Any reason (other than performance) that the other components ($p$, $q$, et al) are necessary for confidence in the key?
It is important to have $e$ in the private key for at least two reasons beyond performance:
- $e$ allows masking to resist side channel attacks: to compute $y=x^d\bmod n$, we can draw a random $r$, compute $s=r^e\bmod n$, then $t=x\,s\bmod n$, then $u=t^d\bmod n$, then $y=(r^{-1}\bmod n)\,u\bmod n$. Because $t$ and $u$ are different and random-like from one execution to the other, some attacks are thwarted.
- $e$ allows checking the result to resist fault attacks: we check that $y^e\bmod n=x$. Many errors induced in the calculation, or in the storage of $n$ or $d$, are caught by this check.
The other components $p$, $q$, $d_p$, $d_q$, $q_\text{inv}$ are only useful for performance reasons.

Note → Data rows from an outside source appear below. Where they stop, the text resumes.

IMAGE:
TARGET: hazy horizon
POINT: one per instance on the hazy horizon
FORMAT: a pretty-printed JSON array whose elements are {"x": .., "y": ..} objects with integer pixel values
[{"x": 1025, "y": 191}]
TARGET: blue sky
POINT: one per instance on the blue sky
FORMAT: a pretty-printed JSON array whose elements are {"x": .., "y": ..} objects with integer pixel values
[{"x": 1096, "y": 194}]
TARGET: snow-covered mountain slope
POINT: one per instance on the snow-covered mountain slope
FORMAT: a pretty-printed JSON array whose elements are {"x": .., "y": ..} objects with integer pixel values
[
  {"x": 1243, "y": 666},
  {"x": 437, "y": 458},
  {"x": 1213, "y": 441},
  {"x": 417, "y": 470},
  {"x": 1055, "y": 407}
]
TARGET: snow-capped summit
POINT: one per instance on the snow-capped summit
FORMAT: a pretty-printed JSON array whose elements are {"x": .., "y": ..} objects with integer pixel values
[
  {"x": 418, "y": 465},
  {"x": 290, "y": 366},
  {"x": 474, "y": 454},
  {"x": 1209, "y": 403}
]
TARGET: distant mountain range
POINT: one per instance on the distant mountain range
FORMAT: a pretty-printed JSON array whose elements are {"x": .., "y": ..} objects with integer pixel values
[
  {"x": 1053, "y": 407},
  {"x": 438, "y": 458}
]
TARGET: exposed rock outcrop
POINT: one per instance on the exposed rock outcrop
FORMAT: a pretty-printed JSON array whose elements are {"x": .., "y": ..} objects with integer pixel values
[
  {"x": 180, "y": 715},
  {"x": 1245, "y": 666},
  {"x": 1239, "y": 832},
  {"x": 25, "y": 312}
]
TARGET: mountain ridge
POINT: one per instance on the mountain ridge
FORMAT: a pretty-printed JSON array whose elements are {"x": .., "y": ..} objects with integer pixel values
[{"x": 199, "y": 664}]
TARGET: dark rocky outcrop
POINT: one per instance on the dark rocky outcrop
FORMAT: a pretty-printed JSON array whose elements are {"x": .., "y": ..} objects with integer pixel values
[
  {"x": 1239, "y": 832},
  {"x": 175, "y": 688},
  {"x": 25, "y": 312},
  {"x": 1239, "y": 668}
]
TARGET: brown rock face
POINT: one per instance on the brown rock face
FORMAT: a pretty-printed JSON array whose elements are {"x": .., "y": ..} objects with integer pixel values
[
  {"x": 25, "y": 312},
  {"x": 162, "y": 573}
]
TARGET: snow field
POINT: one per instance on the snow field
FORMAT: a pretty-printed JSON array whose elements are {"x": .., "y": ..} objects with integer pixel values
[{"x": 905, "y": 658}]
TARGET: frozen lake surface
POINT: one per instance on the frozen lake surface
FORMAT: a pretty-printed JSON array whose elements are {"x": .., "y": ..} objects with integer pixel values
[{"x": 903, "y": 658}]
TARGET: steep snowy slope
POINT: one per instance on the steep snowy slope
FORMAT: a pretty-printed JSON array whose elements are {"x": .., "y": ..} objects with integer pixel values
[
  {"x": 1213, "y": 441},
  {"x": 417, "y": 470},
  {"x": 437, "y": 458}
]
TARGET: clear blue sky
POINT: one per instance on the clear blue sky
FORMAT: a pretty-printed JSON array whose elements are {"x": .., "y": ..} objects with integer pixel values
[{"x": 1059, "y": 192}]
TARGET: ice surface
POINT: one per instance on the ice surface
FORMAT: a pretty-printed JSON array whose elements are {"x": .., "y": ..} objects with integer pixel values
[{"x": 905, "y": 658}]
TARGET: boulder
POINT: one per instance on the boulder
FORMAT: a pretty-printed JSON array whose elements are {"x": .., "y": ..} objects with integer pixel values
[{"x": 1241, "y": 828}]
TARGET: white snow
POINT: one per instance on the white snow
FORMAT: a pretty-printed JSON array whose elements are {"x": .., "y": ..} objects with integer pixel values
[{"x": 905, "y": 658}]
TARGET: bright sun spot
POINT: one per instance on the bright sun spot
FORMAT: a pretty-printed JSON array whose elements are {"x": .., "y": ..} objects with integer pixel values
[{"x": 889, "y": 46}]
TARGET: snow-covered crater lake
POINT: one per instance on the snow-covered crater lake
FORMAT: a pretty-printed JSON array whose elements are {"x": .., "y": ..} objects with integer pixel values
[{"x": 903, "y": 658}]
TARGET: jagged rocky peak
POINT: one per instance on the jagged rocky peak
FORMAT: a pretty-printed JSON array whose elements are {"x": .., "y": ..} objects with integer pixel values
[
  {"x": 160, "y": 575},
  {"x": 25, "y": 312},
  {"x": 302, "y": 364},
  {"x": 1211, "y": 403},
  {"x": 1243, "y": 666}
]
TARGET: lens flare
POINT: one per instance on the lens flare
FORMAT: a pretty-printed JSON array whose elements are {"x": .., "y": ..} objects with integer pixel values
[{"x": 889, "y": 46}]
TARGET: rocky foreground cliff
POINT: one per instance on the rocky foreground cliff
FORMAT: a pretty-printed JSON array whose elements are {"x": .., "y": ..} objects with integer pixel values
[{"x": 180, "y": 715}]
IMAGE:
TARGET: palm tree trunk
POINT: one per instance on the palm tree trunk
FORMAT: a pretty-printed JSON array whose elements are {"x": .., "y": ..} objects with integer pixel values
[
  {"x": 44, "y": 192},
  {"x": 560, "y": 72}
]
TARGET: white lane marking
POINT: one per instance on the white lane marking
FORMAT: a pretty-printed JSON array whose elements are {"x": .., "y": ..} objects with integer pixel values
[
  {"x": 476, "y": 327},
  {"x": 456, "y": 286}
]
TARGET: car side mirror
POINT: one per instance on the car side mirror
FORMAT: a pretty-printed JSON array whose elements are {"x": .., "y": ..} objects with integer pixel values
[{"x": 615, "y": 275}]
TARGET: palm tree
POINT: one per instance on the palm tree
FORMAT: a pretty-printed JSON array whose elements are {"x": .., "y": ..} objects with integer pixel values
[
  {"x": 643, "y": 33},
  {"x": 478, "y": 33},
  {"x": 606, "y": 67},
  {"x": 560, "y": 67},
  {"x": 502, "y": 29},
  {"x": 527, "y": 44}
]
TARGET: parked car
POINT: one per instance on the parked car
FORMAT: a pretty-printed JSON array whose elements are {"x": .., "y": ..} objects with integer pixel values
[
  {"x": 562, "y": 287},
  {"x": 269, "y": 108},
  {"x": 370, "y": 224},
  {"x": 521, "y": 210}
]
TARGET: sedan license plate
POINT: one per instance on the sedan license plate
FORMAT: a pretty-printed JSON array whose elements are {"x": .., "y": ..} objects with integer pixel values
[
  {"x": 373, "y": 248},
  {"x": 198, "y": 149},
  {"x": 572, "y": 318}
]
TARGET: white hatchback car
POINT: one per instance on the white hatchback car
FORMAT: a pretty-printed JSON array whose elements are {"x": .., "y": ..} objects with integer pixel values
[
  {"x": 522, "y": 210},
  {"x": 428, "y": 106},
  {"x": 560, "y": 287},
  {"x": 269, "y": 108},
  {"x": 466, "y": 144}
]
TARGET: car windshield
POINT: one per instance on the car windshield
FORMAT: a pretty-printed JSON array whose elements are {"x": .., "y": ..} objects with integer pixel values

Update: occasionally, with HSMs or crypto-accelerators, the hardware for modular exponentiation may have a width limitation that makes it unusable for computation modulo $n$, but usable modulo $p$ and $q$. If this is the case, not having $p$ and $q$ has a huge performance hit, or could even make use of $(n,d)$ impossible for lack of an implementation.